Ask one question. What did I actually do that contributed to this. Not what they did. Not what circumstances did. What you did. Sit with the question until the answer surfaces, which it will, because the answer was already in you when you walked into the situation.
You will want to escape inside thirty seconds. The urge will be physical. Stay.
What the autopsy looks like
You sit. The thing is still raw. You ask the question.
The first answer is usually a defense. I did everything I could. Let it pass. Wait.
The second answer is usually a half-truth. Well, I could have done X. Let it pass too. Wait.
The third answer is the real one. It will be small, specific, and embarrassing.
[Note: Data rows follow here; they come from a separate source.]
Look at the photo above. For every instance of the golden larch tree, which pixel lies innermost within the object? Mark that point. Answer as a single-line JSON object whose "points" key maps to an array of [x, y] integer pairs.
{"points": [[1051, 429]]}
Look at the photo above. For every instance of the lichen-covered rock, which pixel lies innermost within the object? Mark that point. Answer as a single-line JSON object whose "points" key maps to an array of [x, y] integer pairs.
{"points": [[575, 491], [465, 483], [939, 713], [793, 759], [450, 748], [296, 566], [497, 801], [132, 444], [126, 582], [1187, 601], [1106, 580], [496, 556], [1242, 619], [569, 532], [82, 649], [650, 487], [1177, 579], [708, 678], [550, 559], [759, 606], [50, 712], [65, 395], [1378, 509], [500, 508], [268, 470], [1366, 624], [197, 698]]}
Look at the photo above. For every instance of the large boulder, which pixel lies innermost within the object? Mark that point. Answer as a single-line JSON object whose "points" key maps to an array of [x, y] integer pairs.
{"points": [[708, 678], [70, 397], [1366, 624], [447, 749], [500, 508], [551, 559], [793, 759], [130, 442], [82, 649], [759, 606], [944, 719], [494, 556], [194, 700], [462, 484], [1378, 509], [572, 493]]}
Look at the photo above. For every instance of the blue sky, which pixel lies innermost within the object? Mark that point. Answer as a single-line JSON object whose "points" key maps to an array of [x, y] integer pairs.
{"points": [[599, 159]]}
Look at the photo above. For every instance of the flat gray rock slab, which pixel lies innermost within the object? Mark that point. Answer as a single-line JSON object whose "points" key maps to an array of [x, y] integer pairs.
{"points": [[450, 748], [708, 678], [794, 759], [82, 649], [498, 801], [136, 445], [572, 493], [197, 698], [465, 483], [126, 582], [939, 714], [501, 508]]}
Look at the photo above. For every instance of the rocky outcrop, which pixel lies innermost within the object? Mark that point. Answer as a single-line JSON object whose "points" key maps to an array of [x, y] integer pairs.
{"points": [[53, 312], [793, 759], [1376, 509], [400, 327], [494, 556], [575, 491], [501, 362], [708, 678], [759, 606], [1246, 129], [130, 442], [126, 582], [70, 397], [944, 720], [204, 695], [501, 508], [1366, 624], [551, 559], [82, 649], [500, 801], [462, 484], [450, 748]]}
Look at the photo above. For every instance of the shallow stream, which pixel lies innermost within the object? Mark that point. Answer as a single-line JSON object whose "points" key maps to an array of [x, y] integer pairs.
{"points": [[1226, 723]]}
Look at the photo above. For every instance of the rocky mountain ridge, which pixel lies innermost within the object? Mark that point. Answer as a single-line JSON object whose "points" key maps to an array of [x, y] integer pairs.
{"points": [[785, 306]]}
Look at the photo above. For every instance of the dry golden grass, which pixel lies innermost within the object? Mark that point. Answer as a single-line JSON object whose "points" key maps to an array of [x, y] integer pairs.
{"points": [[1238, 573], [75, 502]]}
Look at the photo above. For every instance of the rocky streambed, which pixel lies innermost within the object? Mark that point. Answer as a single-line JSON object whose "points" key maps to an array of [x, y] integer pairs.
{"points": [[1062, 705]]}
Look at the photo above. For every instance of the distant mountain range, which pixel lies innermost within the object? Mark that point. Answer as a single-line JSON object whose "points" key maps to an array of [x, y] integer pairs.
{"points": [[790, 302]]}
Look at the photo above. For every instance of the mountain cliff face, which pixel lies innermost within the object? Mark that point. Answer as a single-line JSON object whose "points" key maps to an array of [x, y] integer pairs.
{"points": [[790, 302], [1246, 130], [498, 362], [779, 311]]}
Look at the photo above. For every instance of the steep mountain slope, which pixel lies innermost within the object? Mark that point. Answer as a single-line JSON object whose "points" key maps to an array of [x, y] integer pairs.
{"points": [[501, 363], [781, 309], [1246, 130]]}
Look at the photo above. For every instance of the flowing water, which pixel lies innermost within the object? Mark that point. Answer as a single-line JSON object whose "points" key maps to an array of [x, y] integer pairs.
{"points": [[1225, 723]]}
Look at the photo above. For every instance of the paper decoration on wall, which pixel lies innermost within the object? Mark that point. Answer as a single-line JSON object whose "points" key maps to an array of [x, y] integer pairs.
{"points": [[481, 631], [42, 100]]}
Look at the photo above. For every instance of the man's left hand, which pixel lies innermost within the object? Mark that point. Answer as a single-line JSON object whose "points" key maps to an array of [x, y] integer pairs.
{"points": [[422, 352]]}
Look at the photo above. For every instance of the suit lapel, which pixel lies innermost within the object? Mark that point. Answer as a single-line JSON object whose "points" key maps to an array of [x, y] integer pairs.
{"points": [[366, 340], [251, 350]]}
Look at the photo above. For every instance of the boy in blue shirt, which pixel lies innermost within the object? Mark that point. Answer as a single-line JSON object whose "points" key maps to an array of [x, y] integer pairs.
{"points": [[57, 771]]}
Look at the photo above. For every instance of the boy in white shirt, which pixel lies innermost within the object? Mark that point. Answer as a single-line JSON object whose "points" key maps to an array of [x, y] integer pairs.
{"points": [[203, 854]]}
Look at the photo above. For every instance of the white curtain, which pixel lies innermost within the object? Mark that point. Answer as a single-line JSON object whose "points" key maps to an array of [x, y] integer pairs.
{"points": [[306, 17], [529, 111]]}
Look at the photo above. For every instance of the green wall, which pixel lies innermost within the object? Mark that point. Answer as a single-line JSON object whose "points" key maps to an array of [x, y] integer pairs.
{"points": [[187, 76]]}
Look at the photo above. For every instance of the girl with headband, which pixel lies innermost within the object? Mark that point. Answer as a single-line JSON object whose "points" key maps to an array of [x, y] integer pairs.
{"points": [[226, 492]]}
I knew at minute three that I was losing them and I kept going instead of pausing. I knew on Tuesday she was upset and I chose to leave it alone instead of asking. I knew the offer was wrong on Monday and I shipped it on Friday anyway because I didn't want to redo the work.
That sentence is the autopsy. Write it down. One sentence. Date it.
You now own a piece of information that will save you years.
The library
Do this enough times and you start building a library of your own failures, with their causes attached.
This is the only library that ever changes anything. Not the books on your shelf. The folder of one-sentence autopsies, written within ninety seconds of the body cooling. Each one is small. Each one is specific. Most of them will name the same three or four patterns, again and again, because most people only have three or four ways they sabotage themselves and they run them on a loop.
After enough autopsies, the patterns get harder to deny. You will catch yourself starting the pattern in real time. You will see the moment it begins. The seeing alone will start to interrupt it, because you can't run an unconscious pattern once it's become conscious.
This is what growth actually is.
Not new books. Not new frameworks. Just the slow, repeated act of refusing to bury what almost killed you.
The honest thing
Right now, somewhere in the last six months, there is at least one failure you closed the laptop on.
You know which one. The pitch, the conversation, the project, the message you didn't send, the thing you launched that nobody bought. You buried it fast. You made the joke. You moved on.
Go back. Sit with it for ninety seconds today, before you go to bed.
Ask the question. Wait for the third answer.
Write it down.
That one sentence is worth more than the next ten books you'll read.